La Germania ha risparmiano 40 miliardi e 900 milioni di euro in cinque anni per merito della crisi. La forte domanda di Bund, causata dall’instabilità finanziaria dei paesi deboli dell’Eurozona, ha portato dei forti benefici indiretti a Berlino. A rivelarlo non è qualche detrattore italiano della politica del Cancelliere Merkel, ma il prestigioso settimanale tedesco Der Spiegel, che riporta la cifra basandosi sul risparmio per le casse federali nel periodo 2010-2014 dovuto al calo dei rendimenti dei titoli di stato. Per Claudio Borghi Aquilini, docente di Economia degli intermediari finanziari all’Università Cattolica di Milano, «quella che ha colpito l’Europa è stata una crisi creata a tavolino tramite la precisa scelta politica di non considerare uguali i titoli di Stato dei vari Paesi aderenti alla moneta unica».
Professor Borghi, davvero Berlino è riuscita a trarre dei benefici economici dalla crisi?
La crisi non è avvenuta per una calamità naturale o per un’inondazione. Tutti tendiamo a dimenticare che la Grecia è stata mandata in default in conseguenza di una scelta politica europea. Nel momento stesso in cui si è deciso che non si sosteneva il debito dei singoli paesi europei la Grecia si è ritrovata fuori mercato e con necessità assoluta di dover dipendere dagli aiuti esterni con tutto ciò che ne è conseguito. In pratica, i governi e le istituzioni dell’Eurozona hanno stabilito che i titoli di Stato dell’area euro non erano tutti uguali, nonostante questa fosse una delle opzioni sul tavolo e non certo l’unica. Fino a quel momento la percezione di tutti gli operatori economici era infatti stata ben diversa.
Che cosa si aspettavano i mercati dalle istituzioni europee?
I paesi dell’Eurozona hanno tutti la stessa moneta e la stessa banca centrale. La garanzia implicita fornita dalla possibilità che la Bce possa monetizzare il debito degli Stati a rischio era considerata come l’ipotesi più probabile. Lo documenta il fatto che lo spread dei vari titoli di Stato era a zero. Nel momento stesso in cui si è deciso di rinnegare questa garanzia, sia pure implicita, comunicando al mondo che i titoli di Stato europei non sono tutti uguali, è subentrata la cosiddetta “flight to quality”.
Cioè che cosa è avvenuto?
La fuga degli investitori dai titoli di Stato italiani finiti subito nel mirino. Il debito pubblico portoghese e irlandese è più limitato in quanto si tratta di Stati di piccole dimensioni, e quindi è stato soprattutto il nostro Paese a finire nella bufera.
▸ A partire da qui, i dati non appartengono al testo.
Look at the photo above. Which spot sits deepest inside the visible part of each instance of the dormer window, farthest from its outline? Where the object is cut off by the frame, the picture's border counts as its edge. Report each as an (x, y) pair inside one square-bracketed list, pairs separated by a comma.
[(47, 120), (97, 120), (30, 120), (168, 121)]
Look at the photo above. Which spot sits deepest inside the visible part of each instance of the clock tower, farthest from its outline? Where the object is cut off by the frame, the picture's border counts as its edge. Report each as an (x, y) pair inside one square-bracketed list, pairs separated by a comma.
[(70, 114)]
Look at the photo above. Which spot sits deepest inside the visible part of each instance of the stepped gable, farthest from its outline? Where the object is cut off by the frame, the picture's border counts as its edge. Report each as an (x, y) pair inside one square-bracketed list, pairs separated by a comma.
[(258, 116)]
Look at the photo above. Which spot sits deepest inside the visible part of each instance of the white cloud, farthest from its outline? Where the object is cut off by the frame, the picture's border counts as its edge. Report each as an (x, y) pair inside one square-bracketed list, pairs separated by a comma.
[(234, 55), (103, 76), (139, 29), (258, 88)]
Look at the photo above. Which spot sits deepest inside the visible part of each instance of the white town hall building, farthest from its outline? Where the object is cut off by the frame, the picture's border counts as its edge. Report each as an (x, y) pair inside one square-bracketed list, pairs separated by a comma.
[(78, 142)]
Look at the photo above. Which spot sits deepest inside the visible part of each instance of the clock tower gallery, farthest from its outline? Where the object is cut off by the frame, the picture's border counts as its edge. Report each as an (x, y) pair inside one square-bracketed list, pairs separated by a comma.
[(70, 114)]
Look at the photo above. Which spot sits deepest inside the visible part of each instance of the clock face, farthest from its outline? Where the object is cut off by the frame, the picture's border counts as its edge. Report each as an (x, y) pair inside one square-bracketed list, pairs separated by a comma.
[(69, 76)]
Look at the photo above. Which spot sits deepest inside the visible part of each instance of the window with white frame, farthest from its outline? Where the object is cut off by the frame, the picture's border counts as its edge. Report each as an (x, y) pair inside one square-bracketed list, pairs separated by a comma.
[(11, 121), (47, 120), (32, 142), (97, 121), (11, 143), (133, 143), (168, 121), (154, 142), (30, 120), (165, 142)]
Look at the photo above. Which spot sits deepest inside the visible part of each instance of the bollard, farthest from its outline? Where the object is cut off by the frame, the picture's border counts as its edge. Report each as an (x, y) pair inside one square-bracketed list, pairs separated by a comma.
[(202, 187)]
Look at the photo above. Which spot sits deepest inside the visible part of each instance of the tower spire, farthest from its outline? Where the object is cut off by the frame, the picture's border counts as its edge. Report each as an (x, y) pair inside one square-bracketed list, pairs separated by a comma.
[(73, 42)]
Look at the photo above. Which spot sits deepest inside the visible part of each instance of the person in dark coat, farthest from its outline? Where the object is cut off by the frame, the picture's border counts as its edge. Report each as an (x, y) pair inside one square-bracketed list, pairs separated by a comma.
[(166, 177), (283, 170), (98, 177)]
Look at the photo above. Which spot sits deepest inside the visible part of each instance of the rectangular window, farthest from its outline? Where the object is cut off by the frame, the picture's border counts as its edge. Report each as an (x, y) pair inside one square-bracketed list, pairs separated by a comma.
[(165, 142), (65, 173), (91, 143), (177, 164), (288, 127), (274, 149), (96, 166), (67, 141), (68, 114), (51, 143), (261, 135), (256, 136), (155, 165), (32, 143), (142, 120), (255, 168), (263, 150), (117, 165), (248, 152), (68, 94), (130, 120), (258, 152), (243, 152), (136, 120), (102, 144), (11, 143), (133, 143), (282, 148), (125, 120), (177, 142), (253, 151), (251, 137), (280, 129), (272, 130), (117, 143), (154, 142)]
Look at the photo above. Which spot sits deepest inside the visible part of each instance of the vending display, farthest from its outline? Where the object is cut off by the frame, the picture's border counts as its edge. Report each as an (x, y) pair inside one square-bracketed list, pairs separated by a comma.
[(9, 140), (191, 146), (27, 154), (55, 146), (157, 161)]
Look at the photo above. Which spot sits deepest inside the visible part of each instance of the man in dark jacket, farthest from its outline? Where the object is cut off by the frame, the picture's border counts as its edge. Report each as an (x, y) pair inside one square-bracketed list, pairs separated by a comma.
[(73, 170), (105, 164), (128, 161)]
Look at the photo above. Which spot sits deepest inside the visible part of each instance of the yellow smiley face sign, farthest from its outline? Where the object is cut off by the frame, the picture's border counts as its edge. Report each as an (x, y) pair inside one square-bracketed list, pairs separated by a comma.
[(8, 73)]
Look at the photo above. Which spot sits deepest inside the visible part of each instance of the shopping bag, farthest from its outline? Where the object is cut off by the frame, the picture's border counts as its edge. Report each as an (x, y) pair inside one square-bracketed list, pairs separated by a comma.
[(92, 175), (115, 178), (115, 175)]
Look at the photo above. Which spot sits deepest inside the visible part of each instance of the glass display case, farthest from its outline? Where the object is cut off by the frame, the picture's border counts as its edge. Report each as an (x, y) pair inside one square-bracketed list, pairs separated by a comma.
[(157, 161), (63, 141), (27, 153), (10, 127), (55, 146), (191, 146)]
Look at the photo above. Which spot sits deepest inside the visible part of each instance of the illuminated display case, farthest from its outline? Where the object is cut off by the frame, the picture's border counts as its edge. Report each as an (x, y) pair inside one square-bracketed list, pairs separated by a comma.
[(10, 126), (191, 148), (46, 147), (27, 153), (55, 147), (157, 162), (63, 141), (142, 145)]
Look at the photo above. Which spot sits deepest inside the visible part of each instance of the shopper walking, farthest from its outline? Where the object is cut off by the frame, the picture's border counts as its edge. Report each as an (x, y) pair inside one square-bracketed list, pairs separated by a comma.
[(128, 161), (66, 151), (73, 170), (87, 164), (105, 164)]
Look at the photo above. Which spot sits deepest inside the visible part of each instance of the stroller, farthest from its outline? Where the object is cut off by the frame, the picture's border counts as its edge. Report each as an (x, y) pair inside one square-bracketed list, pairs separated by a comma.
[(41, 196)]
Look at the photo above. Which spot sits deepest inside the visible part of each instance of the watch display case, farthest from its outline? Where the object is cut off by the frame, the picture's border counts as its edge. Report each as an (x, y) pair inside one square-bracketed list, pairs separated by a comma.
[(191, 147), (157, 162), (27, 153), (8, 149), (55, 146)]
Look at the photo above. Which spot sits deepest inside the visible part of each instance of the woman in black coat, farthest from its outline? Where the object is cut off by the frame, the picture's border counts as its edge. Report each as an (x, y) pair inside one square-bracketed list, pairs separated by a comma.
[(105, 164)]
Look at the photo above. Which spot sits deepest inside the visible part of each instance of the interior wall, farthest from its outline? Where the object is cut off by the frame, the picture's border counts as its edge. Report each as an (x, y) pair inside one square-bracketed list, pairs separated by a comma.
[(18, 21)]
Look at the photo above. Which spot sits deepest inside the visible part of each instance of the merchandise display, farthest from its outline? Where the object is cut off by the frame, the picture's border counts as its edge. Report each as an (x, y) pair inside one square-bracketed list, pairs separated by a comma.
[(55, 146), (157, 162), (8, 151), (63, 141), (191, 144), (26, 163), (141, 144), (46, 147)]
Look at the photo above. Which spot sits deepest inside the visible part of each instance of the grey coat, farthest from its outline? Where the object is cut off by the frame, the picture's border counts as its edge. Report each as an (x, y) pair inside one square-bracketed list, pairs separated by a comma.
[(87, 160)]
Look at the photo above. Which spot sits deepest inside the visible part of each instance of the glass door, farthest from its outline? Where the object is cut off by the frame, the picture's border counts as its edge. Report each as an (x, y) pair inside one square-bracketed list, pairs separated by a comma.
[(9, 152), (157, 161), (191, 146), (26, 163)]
La grande fuga ha riguardato soprattutto quanti hanno ceduto i Btp per acquistare i Bund tedeschi. A seguito della decisione politica di non equiparare i diversi titoli di Stato, l’Italia ha quindi dovuto pagare miliardi di interessi in più, e specularmente la Germania ha ottenuto come beneficio di pagare miliardi di euro in meno. Questi costi superiori per l’Italia sono quindi il bilancio di un’operazione costruita a tavolino. Non dobbiamo però stupirci del fatto che la Germania abbia saputo fare i suoi interessi ai danni nostri, quanto piuttosto domandarci perché chi rappresentava l’Italia dal punto di vista politico abbia accettato tutto ciò.
Il nostro governo avrebbe potuto prevedere gli sviluppi successivi?
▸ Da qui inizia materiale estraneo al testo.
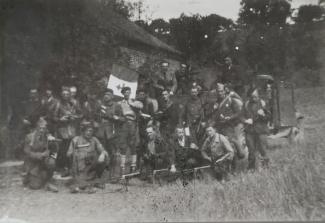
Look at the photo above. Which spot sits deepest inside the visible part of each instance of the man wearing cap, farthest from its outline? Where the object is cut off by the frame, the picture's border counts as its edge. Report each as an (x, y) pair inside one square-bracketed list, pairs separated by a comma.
[(170, 115), (156, 155), (73, 92), (194, 113), (233, 76), (31, 109), (49, 104), (185, 152), (217, 151), (147, 115), (167, 79), (227, 118), (108, 117), (67, 115), (39, 160), (128, 132), (89, 159), (256, 116), (89, 107), (182, 79)]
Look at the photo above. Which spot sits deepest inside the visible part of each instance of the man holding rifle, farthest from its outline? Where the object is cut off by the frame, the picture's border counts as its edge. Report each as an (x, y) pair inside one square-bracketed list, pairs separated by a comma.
[(227, 118), (67, 115), (40, 154), (218, 152), (194, 114)]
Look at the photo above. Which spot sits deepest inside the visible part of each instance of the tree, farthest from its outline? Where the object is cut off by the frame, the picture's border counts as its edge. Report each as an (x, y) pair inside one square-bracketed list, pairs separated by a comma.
[(161, 29), (309, 13), (264, 12)]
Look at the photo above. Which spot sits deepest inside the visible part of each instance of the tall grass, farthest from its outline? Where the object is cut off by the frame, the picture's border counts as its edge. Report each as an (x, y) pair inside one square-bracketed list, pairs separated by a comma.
[(291, 189)]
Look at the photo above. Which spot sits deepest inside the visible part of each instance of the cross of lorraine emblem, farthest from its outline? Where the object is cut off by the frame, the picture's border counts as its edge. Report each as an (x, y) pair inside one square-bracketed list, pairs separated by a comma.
[(119, 87)]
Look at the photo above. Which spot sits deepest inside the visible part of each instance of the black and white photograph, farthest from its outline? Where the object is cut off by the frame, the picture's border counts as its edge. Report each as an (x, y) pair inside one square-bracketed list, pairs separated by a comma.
[(162, 111)]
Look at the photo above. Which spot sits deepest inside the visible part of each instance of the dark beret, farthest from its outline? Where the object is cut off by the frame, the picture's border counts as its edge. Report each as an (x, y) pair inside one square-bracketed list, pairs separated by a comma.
[(124, 89), (108, 90)]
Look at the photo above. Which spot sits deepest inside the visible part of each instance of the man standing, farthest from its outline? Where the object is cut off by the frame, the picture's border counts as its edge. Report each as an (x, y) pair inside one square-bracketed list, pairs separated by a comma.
[(156, 155), (167, 80), (39, 161), (108, 117), (67, 115), (194, 114), (89, 107), (49, 104), (218, 152), (171, 115), (129, 129), (31, 110), (185, 151), (147, 115), (227, 117), (233, 76), (89, 159), (256, 117)]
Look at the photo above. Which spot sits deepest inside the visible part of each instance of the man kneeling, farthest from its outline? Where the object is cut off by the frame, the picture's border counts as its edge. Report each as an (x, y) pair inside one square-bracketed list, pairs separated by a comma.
[(218, 152), (155, 155), (39, 162), (89, 160)]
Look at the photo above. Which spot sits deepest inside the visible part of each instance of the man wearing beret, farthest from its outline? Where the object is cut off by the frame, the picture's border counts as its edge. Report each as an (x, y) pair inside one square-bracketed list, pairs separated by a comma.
[(256, 117), (88, 157), (66, 115), (39, 161), (227, 118), (108, 117), (128, 131)]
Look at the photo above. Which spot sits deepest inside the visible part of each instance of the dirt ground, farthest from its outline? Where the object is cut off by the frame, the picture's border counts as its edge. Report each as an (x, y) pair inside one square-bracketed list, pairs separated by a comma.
[(109, 204)]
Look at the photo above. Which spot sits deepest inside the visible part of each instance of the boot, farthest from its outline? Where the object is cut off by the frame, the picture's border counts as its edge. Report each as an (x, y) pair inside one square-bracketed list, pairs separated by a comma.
[(133, 163), (52, 188)]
Era evidente fin dall’inizio che la decisione politica di fare fallire la Grecia avrebbe portato a questi risultati. Eppure l’Italia non ha osato formulare non dico un veto, ma neanche un dissenso in merito al debito dei paesi più deboli.
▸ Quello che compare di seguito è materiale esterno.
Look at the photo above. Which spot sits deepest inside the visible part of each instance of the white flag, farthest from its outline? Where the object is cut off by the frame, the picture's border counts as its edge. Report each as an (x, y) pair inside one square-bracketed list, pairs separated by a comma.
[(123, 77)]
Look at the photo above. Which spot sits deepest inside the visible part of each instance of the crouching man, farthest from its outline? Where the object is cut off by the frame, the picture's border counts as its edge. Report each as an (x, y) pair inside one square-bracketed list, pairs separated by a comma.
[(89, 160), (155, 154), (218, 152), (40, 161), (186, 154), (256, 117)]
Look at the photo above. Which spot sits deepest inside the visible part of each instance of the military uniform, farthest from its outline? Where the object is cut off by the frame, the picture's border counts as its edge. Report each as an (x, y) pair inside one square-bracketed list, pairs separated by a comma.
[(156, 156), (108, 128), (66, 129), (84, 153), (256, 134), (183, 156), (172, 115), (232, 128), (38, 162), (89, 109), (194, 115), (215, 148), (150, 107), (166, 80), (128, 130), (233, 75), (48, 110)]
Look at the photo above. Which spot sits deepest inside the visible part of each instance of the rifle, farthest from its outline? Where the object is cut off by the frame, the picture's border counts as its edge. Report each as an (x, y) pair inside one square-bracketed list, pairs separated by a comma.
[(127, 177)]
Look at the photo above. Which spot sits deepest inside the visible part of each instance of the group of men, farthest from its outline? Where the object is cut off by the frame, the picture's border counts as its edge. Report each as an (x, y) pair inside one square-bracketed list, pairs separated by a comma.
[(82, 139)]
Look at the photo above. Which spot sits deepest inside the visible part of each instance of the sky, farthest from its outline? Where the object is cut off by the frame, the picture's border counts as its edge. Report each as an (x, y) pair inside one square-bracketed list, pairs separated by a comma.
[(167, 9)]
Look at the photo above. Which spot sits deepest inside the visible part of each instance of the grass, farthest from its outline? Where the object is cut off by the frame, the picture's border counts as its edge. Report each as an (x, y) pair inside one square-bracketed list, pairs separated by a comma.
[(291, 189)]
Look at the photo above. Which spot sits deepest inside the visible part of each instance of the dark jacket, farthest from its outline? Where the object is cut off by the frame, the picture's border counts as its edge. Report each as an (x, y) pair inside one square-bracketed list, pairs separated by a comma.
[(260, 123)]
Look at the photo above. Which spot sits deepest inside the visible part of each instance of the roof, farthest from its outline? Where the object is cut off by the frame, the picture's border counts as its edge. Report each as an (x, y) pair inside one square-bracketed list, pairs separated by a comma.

Davvero ritiene che i titoli di Stato dei vari Paesi, come Btp e Bund, potessero essere equiparati?
Nel momento stesso in cui sono emersi dei dubbi sul debito greco, la reazione giusta avrebbe dovuto essere quella di tenere una riunione di emergenza degli Stati dell’Eurozona e di cambiare il mandato della Bce. Non sarebbe infatti bastato che l’Europa garantisse attraverso dei fondi, tanto è vero che abbiamo visto che i fondi salva-Stati non sono serviti a nulla. Essi possono infatti servire esclusivamente nel momento in cui sono utilizzati per mettere in sicurezza il debito di un singolo Stato. Non funzionano però nel momento stesso in cui il problema diventa generalizzato.